Grounding DINO + SAM2 Video
Define the visualization utilities (from SAM2)
import matplotlib.pyplot as plt
import numpy as np
import torch
from PIL import Image
np.random.seed(3)
def show_image(path):
fig = plt.figure(figsize=(9, 6))
fig.imshow(Image.open(path)) # OpenCV imread uses BGR by default but matplotlib uses RGB so we need to change it manually for correct visualization of the image
def show_mask(mask, ax, obj_id=None, random_color=False):
if random_color:
color = np.concatenate([np.random.random(3), np.array([0.6])], axis=0)
else:
cmap = plt.get_cmap("tab10")
cmap_idx = 0 if obj_id is None else obj_id
color = np.array([*cmap(cmap_idx)[:3], 0.6])
h, w = mask.shape[-2:]
mask_image = mask.reshape(h, w, 1) * color.reshape(1, 1, -1)
ax.imshow(mask_image)
def show_points(coords, labels, ax, marker_size=200):
pos_points = coords[labels == 1]
neg_points = coords[labels == 0]
ax.scatter(
pos_points[:, 0], pos_points[:, 1], color="green", marker="*", s=marker_size, edgecolor="white", linewidth=1.25
)
ax.scatter(
neg_points[:, 0], neg_points[:, 1], color="red", marker="*", s=marker_size, edgecolor="white", linewidth=1.25
)
def show_box(box, ax):
x0, y0 = box[0], box[1]
w, h = box[2] - box[0], box[3] - box[1]
ax.add_patch(plt.Rectangle((x0, y0), w, h, edgecolor="green", facecolor=(0, 0, 0, 0), lw=2))

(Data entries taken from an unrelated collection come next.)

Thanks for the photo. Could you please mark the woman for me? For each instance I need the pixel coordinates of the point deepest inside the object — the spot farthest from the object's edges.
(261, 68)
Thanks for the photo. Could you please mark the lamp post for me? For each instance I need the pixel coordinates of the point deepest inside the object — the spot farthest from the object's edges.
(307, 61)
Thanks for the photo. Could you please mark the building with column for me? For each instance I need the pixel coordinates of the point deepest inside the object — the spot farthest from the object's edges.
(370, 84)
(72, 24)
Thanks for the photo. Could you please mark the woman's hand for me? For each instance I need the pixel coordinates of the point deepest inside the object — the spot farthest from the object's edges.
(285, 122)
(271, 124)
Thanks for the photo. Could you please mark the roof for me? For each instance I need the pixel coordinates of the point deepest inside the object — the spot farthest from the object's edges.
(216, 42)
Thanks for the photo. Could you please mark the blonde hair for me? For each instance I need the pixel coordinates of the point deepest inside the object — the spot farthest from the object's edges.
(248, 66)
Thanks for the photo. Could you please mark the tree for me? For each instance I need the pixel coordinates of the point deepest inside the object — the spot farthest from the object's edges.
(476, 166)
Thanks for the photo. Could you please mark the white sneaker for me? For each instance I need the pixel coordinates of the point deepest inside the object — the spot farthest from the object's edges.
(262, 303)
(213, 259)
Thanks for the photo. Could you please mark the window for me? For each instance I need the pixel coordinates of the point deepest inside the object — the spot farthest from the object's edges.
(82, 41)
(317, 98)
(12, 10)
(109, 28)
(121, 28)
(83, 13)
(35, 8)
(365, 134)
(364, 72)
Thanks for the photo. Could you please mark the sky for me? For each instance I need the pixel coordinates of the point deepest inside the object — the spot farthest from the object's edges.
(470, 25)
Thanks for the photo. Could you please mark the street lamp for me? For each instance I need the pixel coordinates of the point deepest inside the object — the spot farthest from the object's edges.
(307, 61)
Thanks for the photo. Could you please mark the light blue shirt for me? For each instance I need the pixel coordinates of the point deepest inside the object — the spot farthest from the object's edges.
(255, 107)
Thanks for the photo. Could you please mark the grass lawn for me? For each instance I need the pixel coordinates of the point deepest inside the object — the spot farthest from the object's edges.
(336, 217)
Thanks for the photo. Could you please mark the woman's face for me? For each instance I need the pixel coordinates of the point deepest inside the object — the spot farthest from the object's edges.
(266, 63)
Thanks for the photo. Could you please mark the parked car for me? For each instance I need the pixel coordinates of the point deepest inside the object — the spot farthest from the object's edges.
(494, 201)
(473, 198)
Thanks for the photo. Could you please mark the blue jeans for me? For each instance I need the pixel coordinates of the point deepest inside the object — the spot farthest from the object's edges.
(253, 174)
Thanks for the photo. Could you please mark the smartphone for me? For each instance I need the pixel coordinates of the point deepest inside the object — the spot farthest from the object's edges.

# select the device for computation
if torch.cuda.is_available():
device = torch.device("cuda")
elif torch.backends.mps.is_available():
device = torch.device("mps")
else:
device = torch.device("cpu")
print(f"using device: {device}")
if device.type == "cuda":
# use bfloat16 for the entire notebook
torch.autocast("cuda", dtype=torch.bfloat16).__enter__()
# turn on tfloat32 for Ampere GPUs (https://pytorch.org/docs/stable/notes/cuda.html#tensorfloat-32-tf32-on-ampere-devices)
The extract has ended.